Pesca eccessiva, pesca illegale, perdita di biodiversità, perdita di circa 85% del patrimonio mondiale di prodotti ittici, il 20% delle barriere coralline distrutto e un altro 20% è a rischio di estinzione, il 35% delle mangrovie è degradato, inquinamenti senza controlli
È passata sotto silenzio un’importante riunione tenuta alle Nazioni unite nell’ambito del Processo di consultazione informale, istituito dall’Assemblea generale delle Nazioni Unite con risoluzione 54/33 del 24 novembre 1999, per la revisione della Legge del Mare.
La legge del mare, che è in realtà la «Convenzione delle Nazioni Unite per una legge del mare» è stata approvata nel 1982 a Montego Bay (Giamaica), al fine di regolamentare gli usi degli oceani, le attività umane, e la sicurezza delle attività umane, in mare al di fuori delle acque territoriali, e di prevenire eventuali conflitti internazionali negli usi del mare. Il processo di consultazione informale (Icp) che fu attivato nell’anno 2000 non è ancora terminato. La revisione della Legge del mare che appariva necessaria nel 1999 ora è diventata indispensabile e cruciale. A circa trent’anni di distanza, quella Convenzione comincia a mostrare tutti i suoi limiti, nonostante la vastità degli argomenti affrontati e la lungimiranza dei negoziatori di allora nell’affrontarli.
Gli oceani mondiali sono in crisi. Meno dell’1% degli oceani mondiali rientra in una riserva marina protetta. I sussidi concessi alle attività ittiche mondiali coprono il 25% del valore di mercato del pescato globale e i sussidi sono il presupposto di tutta una serie di distorsioni il cui effetto principale è la pesca eccessiva, la pesca illegale, il mancato rispetto degli equilibri biologici naturali del mare e, soprattutto, la perdita di biodiversità marina, che ha portato alla perdita di circa 85% del patrimonio mondiale di prodotti ittici.

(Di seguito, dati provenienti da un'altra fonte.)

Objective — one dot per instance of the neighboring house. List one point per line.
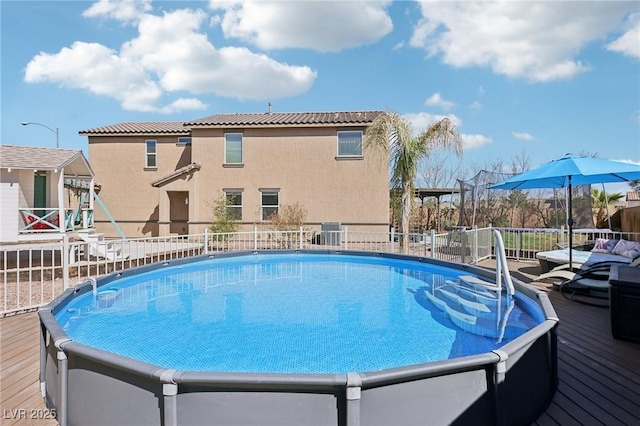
(633, 199)
(34, 193)
(161, 178)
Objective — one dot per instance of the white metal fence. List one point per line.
(32, 275)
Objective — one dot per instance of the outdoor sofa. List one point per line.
(604, 250)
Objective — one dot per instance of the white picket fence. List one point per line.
(32, 275)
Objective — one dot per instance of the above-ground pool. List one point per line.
(295, 337)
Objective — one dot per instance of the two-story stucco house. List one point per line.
(161, 178)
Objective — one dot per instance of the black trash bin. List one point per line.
(624, 302)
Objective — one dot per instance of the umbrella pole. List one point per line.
(570, 222)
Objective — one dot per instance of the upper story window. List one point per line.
(233, 148)
(151, 161)
(234, 203)
(269, 203)
(350, 143)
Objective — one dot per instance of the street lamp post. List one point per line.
(26, 123)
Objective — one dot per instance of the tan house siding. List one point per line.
(126, 183)
(300, 162)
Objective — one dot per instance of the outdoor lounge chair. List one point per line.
(589, 283)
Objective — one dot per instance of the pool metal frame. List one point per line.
(87, 386)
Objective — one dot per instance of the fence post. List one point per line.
(65, 262)
(424, 242)
(433, 242)
(301, 245)
(393, 239)
(475, 244)
(346, 238)
(255, 237)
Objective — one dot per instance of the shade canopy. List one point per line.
(571, 170)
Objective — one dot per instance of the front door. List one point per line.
(40, 194)
(179, 212)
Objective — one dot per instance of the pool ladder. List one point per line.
(502, 269)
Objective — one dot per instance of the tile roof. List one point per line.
(237, 119)
(633, 196)
(29, 157)
(139, 128)
(287, 119)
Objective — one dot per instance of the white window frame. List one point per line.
(149, 155)
(338, 144)
(234, 193)
(226, 159)
(264, 206)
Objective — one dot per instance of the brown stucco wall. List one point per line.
(300, 162)
(630, 220)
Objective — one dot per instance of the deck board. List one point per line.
(599, 376)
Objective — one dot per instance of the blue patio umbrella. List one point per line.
(572, 170)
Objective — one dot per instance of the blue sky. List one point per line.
(532, 80)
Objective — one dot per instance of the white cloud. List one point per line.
(474, 141)
(169, 56)
(537, 41)
(523, 136)
(94, 69)
(437, 101)
(324, 26)
(420, 121)
(127, 11)
(629, 43)
(184, 104)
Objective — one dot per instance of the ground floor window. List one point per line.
(269, 203)
(234, 203)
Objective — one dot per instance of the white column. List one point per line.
(61, 209)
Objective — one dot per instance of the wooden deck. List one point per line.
(599, 376)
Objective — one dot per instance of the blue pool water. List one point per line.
(296, 313)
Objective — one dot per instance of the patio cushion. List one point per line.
(604, 245)
(630, 249)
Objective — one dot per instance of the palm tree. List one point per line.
(601, 201)
(391, 132)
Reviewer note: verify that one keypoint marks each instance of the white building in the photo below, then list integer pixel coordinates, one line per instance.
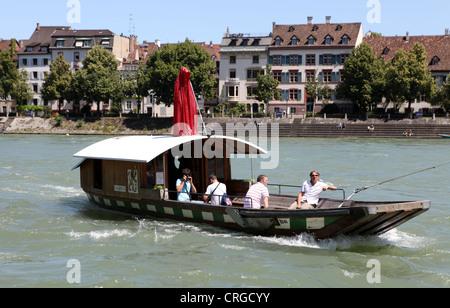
(242, 58)
(35, 59)
(299, 53)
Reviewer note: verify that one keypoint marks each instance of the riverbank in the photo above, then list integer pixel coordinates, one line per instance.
(316, 127)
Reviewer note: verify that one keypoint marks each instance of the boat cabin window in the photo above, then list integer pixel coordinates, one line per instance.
(154, 168)
(217, 166)
(98, 174)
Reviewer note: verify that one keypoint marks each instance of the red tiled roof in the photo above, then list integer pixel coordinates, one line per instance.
(435, 46)
(318, 31)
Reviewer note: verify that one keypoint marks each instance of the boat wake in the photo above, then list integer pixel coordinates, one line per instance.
(394, 238)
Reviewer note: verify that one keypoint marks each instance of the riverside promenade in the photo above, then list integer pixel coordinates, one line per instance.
(310, 127)
(329, 128)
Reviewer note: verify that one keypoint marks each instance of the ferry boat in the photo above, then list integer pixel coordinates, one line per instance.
(138, 174)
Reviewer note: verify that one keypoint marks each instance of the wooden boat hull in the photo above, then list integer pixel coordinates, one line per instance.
(361, 218)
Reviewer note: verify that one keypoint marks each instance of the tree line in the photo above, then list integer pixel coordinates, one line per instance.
(368, 80)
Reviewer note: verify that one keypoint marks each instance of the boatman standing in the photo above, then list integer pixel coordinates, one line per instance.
(258, 195)
(308, 198)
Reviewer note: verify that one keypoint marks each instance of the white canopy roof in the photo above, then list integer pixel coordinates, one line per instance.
(146, 148)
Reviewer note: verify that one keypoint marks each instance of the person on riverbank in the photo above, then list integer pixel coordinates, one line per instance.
(257, 196)
(309, 195)
(184, 186)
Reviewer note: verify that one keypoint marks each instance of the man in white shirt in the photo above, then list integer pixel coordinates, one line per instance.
(215, 190)
(258, 195)
(310, 192)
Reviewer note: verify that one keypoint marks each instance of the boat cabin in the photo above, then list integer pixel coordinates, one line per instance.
(147, 167)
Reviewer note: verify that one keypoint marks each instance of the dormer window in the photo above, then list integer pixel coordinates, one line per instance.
(345, 40)
(294, 41)
(328, 40)
(277, 41)
(435, 60)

Il tutto in una situazione in cui il 20% delle barriere coralline mondiali è stato distrutto e un altro 20% è a rischio di estinzione, il 35% delle mangrovie mondiali è degradato, le acque degli oceani si stanno acidificando, lo sversamento di petrolio e sostanze tossiche aumenta, l’accumulo in mare di rifiuti non degradabili è incontrollato (ormai ci sono isole di rifiuti che viaggiano negli oceani) e cresce a ritmi insostenibili l’inquinamento chimico ed acustico delle acque marine soprattutto costiere.
Questi e altri problemi sono stati oggetto di discussione nella dodicesima riunione sugli oceani e la legge del mare del processo di consultazione informale (Icp-12), tenuta la scorsa settimana (20-24 giugno) nella sede Onu di New York, che fa seguito ad una lunga serie di incontri cominciati, come detto, fin dall’anno 2000.
Ma, quali di questi problemi è più importante e quali da affrontare prioritariamente? Non c’è stata una scelta precisa. È stato preparato un documento da sottoporre all’Assemblea generale delle Nazioni Unite affinché, non solo si aggiorni la vecchia Convenzione sulla Legge del mare, ma si introducano anche nuovi impegni ed obblighi sulle questioni critiche del mare nell’ambito di altre Convenzioni, ma soprattutto nell’ambito degli obiettivi sulla «green economy» che si discuteranno l’anno prossimo a Rio+ 20.
La lista dei problemi da affrontare è lunga: si va dallo sviluppo sostenibile nel contesto della protezione dell’ambiente marino e della regolamentazione dell’uso sostenibile degli oceani e delle risorse biologiche, fino alla cooperazione internazionale, per affrontare le nuove sfide come i cambiamenti climatici e la lotta contro la perdita di diversità biologica, che hanno profonde implicazioni sulla salute e gli equilibri degli oceani.
Stando così le cose, per gli oceani e la protezione del mare, la strada appare ancora molto lunga e complessa. Alla chiusura dei lavori molti dei 200 delegati provenienti da varie parti del mondo, non hanno nascosto un certo scetticismo: alla Legge sul mare si potrà forse apportare qualche emendamento, ma alla Conferenza di Rio+20, per la quale si nutrono eccessive speranze, non si potrà risolvere tutto. Si potrà, forse, solo cominciare ad affrontare un complicato problema globale.